Mayo: Something’s been bugging me and I just have to bring it up. Before when I drove my golf cart back and forth to the clubhouse, it was much bouncier. I kind of liked it. Now it seems all smooth and boring. What’s up with that crap?

Stuart: Proceeds from the NASCAR “race poo” are now allocated for road gravel, and we’ll be adding more loads this season until we can proudly point and say “Now that is definitely a road right there!” Also, some drainage work is being planned, so that when we buy an expensive truckload of rocks, we can actually get to keep it for a little while. All of this is made possible by the NASCAR proceeds and the increase in service fees back in June.
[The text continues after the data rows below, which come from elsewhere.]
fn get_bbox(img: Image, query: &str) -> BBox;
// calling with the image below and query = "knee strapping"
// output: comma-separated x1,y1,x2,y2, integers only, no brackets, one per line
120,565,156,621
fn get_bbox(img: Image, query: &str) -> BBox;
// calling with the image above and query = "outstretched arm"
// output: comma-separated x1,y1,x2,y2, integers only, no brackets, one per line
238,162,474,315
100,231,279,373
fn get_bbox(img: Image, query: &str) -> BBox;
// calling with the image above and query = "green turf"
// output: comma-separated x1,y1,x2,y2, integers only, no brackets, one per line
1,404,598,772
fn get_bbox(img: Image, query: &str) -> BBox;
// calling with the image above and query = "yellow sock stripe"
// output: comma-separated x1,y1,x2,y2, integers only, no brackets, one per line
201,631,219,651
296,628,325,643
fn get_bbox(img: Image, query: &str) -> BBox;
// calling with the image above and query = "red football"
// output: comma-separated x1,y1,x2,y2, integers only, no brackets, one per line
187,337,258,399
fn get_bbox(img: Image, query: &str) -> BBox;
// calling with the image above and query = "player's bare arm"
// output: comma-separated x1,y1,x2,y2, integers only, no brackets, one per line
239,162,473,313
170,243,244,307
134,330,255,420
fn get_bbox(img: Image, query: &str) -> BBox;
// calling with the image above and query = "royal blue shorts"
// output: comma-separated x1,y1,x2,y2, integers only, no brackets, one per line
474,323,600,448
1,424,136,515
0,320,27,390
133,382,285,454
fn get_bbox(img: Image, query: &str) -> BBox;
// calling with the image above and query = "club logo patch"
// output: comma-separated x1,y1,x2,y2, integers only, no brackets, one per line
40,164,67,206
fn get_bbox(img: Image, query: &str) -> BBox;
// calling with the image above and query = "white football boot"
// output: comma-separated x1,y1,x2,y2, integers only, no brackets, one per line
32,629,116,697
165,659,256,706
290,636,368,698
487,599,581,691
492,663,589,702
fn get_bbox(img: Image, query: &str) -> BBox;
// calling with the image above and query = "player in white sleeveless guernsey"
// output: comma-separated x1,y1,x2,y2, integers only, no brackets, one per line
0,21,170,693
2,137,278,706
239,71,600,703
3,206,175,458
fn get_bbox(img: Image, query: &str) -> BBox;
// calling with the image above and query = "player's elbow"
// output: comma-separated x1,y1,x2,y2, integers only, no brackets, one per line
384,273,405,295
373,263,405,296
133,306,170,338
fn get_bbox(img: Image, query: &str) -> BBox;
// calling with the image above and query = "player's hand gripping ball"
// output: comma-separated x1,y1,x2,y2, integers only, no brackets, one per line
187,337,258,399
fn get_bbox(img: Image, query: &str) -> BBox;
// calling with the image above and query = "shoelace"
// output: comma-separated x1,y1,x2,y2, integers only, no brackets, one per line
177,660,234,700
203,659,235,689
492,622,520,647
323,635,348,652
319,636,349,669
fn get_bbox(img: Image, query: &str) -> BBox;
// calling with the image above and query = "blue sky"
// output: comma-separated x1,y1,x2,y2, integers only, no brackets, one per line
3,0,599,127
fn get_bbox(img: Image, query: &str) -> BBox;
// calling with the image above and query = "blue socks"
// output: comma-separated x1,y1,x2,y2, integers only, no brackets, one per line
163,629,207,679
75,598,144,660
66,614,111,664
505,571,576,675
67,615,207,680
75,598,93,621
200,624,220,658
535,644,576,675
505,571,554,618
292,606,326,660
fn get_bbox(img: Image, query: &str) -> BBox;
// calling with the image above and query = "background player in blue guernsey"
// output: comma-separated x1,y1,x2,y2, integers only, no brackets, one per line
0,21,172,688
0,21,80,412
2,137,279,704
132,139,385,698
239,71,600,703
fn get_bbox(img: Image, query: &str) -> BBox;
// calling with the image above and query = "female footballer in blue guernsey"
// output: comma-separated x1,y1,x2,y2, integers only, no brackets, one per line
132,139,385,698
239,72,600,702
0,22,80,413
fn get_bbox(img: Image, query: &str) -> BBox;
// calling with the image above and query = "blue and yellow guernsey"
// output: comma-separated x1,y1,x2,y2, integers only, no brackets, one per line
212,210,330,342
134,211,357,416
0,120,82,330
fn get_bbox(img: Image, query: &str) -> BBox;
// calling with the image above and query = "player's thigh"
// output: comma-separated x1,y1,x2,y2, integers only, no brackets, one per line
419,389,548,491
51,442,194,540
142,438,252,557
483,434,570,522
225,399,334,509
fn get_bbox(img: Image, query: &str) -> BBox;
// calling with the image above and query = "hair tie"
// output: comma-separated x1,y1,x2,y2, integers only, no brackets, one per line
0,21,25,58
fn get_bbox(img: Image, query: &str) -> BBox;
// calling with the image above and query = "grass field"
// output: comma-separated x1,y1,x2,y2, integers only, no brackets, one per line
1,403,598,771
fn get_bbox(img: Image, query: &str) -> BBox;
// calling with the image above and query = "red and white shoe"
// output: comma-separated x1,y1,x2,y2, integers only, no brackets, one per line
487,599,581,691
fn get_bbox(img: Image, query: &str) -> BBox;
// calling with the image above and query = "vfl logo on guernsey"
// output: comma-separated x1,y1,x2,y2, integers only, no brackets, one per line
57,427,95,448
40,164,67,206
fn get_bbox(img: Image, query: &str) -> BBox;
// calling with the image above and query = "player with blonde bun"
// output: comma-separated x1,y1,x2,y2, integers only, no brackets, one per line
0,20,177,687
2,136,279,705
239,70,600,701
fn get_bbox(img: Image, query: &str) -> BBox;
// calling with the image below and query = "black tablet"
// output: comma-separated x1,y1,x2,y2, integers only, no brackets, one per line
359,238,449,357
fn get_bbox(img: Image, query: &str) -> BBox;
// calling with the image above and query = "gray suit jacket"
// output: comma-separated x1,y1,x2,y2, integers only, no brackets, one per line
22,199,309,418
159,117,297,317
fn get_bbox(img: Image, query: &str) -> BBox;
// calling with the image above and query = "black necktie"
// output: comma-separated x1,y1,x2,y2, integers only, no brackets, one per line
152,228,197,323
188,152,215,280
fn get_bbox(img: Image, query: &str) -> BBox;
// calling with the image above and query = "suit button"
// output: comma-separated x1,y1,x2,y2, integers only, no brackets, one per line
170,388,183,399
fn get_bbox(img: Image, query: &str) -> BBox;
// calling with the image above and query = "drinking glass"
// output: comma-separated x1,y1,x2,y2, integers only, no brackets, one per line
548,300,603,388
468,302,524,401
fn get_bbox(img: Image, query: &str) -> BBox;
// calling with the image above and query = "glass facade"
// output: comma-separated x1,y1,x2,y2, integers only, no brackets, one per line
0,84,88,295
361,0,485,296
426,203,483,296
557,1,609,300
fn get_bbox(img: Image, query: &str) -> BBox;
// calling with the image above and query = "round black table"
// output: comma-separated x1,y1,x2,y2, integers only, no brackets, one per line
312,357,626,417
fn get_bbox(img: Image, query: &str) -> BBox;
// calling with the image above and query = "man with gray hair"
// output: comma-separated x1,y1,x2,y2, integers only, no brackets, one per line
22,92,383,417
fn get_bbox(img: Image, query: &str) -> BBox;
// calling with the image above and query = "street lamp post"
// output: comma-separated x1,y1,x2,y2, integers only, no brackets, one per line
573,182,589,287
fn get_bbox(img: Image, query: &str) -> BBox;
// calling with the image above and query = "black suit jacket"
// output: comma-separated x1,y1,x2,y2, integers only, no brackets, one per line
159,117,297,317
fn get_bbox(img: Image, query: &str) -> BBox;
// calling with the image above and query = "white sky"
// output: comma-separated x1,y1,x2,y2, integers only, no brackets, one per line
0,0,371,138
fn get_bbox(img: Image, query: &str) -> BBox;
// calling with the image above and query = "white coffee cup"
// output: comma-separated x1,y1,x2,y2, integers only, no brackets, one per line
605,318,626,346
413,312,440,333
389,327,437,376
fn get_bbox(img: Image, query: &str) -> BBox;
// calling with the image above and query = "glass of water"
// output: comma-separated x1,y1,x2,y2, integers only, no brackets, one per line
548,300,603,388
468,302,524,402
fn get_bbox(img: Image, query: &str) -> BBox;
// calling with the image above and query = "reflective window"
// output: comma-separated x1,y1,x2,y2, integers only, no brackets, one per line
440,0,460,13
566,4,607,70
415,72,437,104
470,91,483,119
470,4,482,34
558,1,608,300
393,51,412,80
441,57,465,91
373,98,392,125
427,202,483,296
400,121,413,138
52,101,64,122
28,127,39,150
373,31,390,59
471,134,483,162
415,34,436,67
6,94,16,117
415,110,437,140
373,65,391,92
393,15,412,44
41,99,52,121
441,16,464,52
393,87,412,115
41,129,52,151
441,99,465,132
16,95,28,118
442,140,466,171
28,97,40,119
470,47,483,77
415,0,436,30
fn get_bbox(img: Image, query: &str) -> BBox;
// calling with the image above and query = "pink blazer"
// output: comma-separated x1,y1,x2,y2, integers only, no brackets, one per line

Mayo: Well I’m glad NASCAR is finally  doing something other than driving in circles. So I received a notice saying there was going to be a modest price increase. Looking around at all the improvements, it’s easy to see where that money is going. How has that been received?

Stuart: I honestly believe a few folks didn’t even notice, and if so, they didn’t blink. Almost everyone understood we held off as long as we could, heck 7 years is a long time. Seven years ago, “Buy U a Drank (Shawty Snappin’)” by T-Pain featuring Yung Joc was #1 on Billboard’s pop chart. Looking that up just now made my head hurt.

Mayo: I understand you’ve instituted some easier-pay monthly options. How does that work? Before you answer, can I have a Kit-Kat?

Stuart: All I have is Mars. I like almonds. Actually the pay-monthly memberships are no longer offered. We just got burned too much on those. But whoever has one now can keep it as long as they like. (And won’t see the June price increase until their next renewal date.)

Mayo: Beach Ball I and II were truly epic events. Exactly how do you plan to out-do either with Beach Ball III?

Stuart: Ratz in the Attic have already booked, and they are excited about the new stage. Christie Wilson has another engagement unfortunately, but I’m working on getting a couple of nice surprises together. You know there will be various configurations of Whoevers in attendance.

So the folks know, the Whoever Band is comprised of whoever. There are various members with a ton of musical talent and seeing them perform is always a treat. This year, I’ll be doing my rendition of “Stairway to Heaven” with spoons. You don’t want to miss that.